Вида считала себя практичной женщиной, благоразумной и душевной, скорее предусмотрительной, чем мечтательной. Но тем не менее у нее остались только самые сладкие воспоминания о том девятилетнем периоде в ее жизни, начавшемся сразу после рождения ее единственного ребенка – Долли – в 1962 году. Тогда еще можно было не замечать медленного заката курорта Коузи, что позднее скрывать стало невозможно. А потом Билл Коузи умер, и девчонки Коузи затеяли ссору прямо у его гроба. И снова, как и всегда, Л. восстановила спокойствие. Стоило ей прошипеть им в лицо пару слов, как обе разом замолкли. Кристин убрала нож, а Хид подхватила свою смешную шляпку и отошла к другому краю могилы. Вот так они и стояли по обе стороны гроба Билла Коузи, одна справа, другая слева, с одинаковым выражением лица, хотя лица у них разные, как мед и сажа. Вот что делает ненависть. Выжигает все, кроме себя самой, и какое бы у тебя ни было горе, твое лицо выглядит точь-в-точь как у твоего врага. И после того случая ни у кого не возникало сомнений, что все радости жизни умерли вместе с ним. Если Хид втайне лелеяла мечту возродить отель и снова сделать его таким, каким он был, когда маленькая Вида бегала по Ап-Бич, эта мечта рухнула в тот самый день, когда Л. уволилась. Она подняла с земли похоронную лилию и больше в отеле не появлялась – даже за вещами не вернулась, ни за своим поварским колпаком, ни за белыми оксфордами. Она прошагала в выходных туфлях на пятисантиметровых каблуках от кладбища до самого Ап-Бич, заявила права собственности на материну хибару и в ней поселилась. Хид сделала все, что могла и что требовалось, пытаясь сохранить гостиничный бизнес, но шестнадцатилетний диск-жокей с пленочным магнитофоном мог завлечь на танцплощадку только местных. Никто из настоящих толстосумов не хотел ехать за тридевять земель, чтобы танцевать под такое, и не хотел платить за номер в отеле, чтобы услышать слащавые мелодии в стиле ду-уоп, которые можно послушать и дома по радио, и никого из прежних постояльцев не прельщала открытая танцплощадка с толпой подростков, трясущихся под музыку, которую они никогда не слышали. К тому же, и это самое главное, и еда, и сервис, и чистота постельного белья недотягивали до привычного им уровня изысканности, не замечаемой и не востребованной новыми отдыхающими.

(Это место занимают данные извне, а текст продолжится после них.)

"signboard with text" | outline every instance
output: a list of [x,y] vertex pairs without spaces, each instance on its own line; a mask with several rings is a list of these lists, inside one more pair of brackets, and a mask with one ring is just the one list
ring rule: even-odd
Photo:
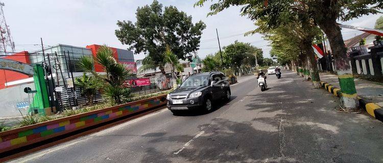
[[127,87],[134,87],[150,86],[150,78],[144,78],[126,80],[124,85]]
[[137,73],[137,65],[134,62],[119,62],[125,65],[126,69],[130,70],[131,72]]
[[25,74],[33,75],[33,67],[21,62],[0,59],[0,69],[17,71]]

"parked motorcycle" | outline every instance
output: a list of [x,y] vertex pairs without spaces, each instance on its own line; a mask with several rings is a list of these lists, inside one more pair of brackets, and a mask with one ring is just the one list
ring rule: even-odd
[[277,76],[277,78],[280,78],[281,73],[280,71],[275,72],[275,75]]
[[257,78],[258,79],[258,85],[259,86],[260,91],[262,92],[266,90],[266,88],[267,88],[267,84],[265,82],[266,78],[266,76],[261,76]]

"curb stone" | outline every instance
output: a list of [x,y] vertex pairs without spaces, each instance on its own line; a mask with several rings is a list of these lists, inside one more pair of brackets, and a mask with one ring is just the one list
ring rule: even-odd
[[[322,88],[325,89],[328,92],[333,94],[334,96],[339,97],[342,96],[340,89],[333,87],[331,85],[324,82],[321,82],[320,84],[322,85]],[[375,119],[383,122],[383,108],[381,106],[372,102],[369,100],[362,98],[359,96],[358,96],[358,99],[359,100],[359,105],[367,111],[369,115]]]

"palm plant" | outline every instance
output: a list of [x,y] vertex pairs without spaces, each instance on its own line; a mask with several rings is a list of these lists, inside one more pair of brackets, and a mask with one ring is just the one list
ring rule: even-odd
[[211,56],[206,56],[203,60],[202,60],[202,64],[203,64],[203,68],[202,71],[204,72],[209,72],[218,71],[219,69],[218,66],[219,64]]
[[76,78],[75,84],[76,87],[81,89],[81,95],[87,98],[88,104],[93,103],[94,96],[103,85],[98,78],[93,76],[88,76],[85,73],[83,74],[82,77]]
[[[117,62],[113,57],[113,50],[106,45],[100,46],[95,57],[82,57],[77,66],[85,72],[91,73],[94,76],[104,80],[106,84],[103,94],[111,102],[121,104],[124,99],[130,97],[130,92],[123,86],[126,78],[131,75],[124,64]],[[106,73],[102,75],[93,70],[94,63],[100,64]]]

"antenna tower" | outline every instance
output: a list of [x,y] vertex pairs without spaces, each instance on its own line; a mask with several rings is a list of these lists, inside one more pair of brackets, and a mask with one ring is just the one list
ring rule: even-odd
[[9,28],[5,21],[3,11],[4,3],[0,2],[0,53],[12,55],[15,51],[15,43],[11,36]]

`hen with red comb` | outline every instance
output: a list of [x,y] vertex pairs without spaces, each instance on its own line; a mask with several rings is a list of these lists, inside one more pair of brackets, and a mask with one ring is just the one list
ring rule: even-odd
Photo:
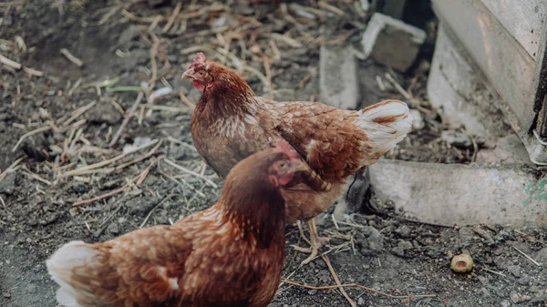
[[407,104],[399,100],[353,111],[318,102],[261,97],[237,73],[201,54],[182,77],[203,91],[192,114],[191,136],[200,155],[219,176],[269,148],[284,151],[290,147],[306,162],[308,170],[300,175],[303,182],[283,189],[287,221],[309,221],[312,248],[305,251],[312,254],[304,263],[315,258],[323,240],[313,218],[335,202],[335,212],[341,216],[346,202],[363,201],[346,197],[360,195],[353,191],[354,182],[362,179],[366,166],[394,148],[412,124]]

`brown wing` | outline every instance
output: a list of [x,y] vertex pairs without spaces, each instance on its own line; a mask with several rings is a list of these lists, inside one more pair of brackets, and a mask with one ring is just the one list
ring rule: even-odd
[[276,131],[323,180],[336,181],[360,169],[367,138],[353,124],[355,111],[320,103],[270,103]]

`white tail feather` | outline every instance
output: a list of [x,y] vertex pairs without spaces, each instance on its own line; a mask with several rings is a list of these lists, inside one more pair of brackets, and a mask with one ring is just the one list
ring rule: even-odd
[[81,240],[74,240],[63,245],[46,261],[47,271],[60,286],[57,292],[57,302],[66,307],[80,307],[77,297],[93,301],[93,293],[85,289],[74,287],[72,275],[75,267],[92,267],[97,263],[99,252]]
[[412,128],[408,107],[400,100],[382,101],[358,112],[356,125],[374,143],[371,154],[391,150]]

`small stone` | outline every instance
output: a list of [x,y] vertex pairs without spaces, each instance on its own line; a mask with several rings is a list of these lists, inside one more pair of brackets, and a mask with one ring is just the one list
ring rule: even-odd
[[118,226],[118,223],[110,223],[110,225],[108,225],[108,232],[112,233],[112,234],[118,234],[119,233],[119,226]]
[[473,145],[471,138],[465,133],[452,130],[442,131],[440,136],[442,140],[460,148],[468,148]]
[[115,125],[121,120],[121,114],[111,103],[101,101],[86,113],[86,118],[89,123]]
[[522,295],[514,290],[511,291],[511,293],[509,293],[509,297],[511,298],[511,301],[514,303],[530,301],[530,299],[531,299],[530,296]]
[[7,173],[4,179],[0,181],[0,193],[12,195],[15,190],[16,179],[17,174],[15,172]]
[[490,279],[486,276],[478,276],[478,278],[483,286],[488,286],[488,284],[490,283]]
[[521,276],[521,267],[518,265],[510,265],[507,267],[507,271],[509,271],[509,272],[513,274],[515,277]]
[[74,218],[75,216],[78,215],[79,210],[77,209],[77,207],[71,207],[68,210],[68,213],[70,213],[70,216]]
[[421,116],[421,112],[413,108],[410,110],[410,115],[412,116],[412,130],[418,131],[424,127],[426,127],[426,122],[424,121],[424,118]]
[[414,248],[414,245],[412,245],[411,242],[408,241],[408,240],[400,240],[397,244],[397,247],[393,248],[391,250],[391,251],[399,256],[399,257],[404,257],[405,256],[405,251],[407,250],[410,250]]
[[357,62],[349,47],[324,45],[319,59],[321,102],[356,109],[359,104]]
[[375,13],[363,34],[361,45],[367,57],[406,72],[416,60],[426,33],[400,20]]
[[408,226],[403,225],[397,230],[397,232],[402,238],[408,238],[410,236],[411,230]]
[[547,265],[547,247],[542,248],[535,256],[536,261]]
[[530,284],[530,276],[522,275],[522,277],[517,280],[517,282],[521,285],[527,286]]
[[466,253],[454,256],[450,269],[458,273],[465,273],[473,270],[473,259]]
[[36,285],[34,285],[34,284],[29,284],[29,285],[26,287],[26,291],[27,291],[29,293],[34,293],[34,292],[36,292]]
[[356,234],[360,251],[364,255],[376,255],[384,250],[384,238],[378,230],[371,226],[365,226]]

Вида обогнула носиком утюга пуговки, в который уж раз проклиная выемку в металле, без которой, по разумению какого-то идиота мужского пола, при глажке было просто не обойтись. Такой же идиот решил, что легкий стальной утюг гладит лучше, чем чугунный. Легкий-то он легкий, да только не отглаживает то, что требует особой тщательности – а на обычных вещах, футболках, тонких полотенцах, дешевых наволочках складки можно и влажными руками разгладить… Но только не на больничной униформе из плотного хлопка, с двенадцатью пуговками, с обшлагами на рукавах да с четырьмя карманами, и еще со стоячим воротничком, отдельно пришитым к отворотам. Вот до чего она дошла! Вида понимала: ей еще сильно повезло с этой работой в больнице. Какой-никакой, а ее заработок помогает наполнить дом звоночками всех этих полезных новинок, сигналящими, что пора вынимать разогретую еду из микроволновки, или белье из стиральной машины или из сушки, и что где-то появился опасный дым, и что телефонная трубка не положена на рычаг. Огоньки начинали мигать, когда в кофеварке был готов свежий кофе, а в тостере – тосты, и утюг разогрет до нужной температуры. Но как ни повезло ей с нынешней работой, Вида все равно тосковала по той, давнишней, которая приносила ей хотя и не так много денег, но зато куда больше радости. Курортный отель Коузи был не просто развлекательным заведением, а школой и кровом, клубом, где люди обсуждали бунты в городах и убийства активистов в Миссисипи, вели жаркие споры о том, что с этим делать – не только же горевать и беспокоиться за своих детей. А потом начинала играть музыка, которая убеждала их всех, что они смогут справиться со всеми трудностями и будут жить как ни в чем не бывало…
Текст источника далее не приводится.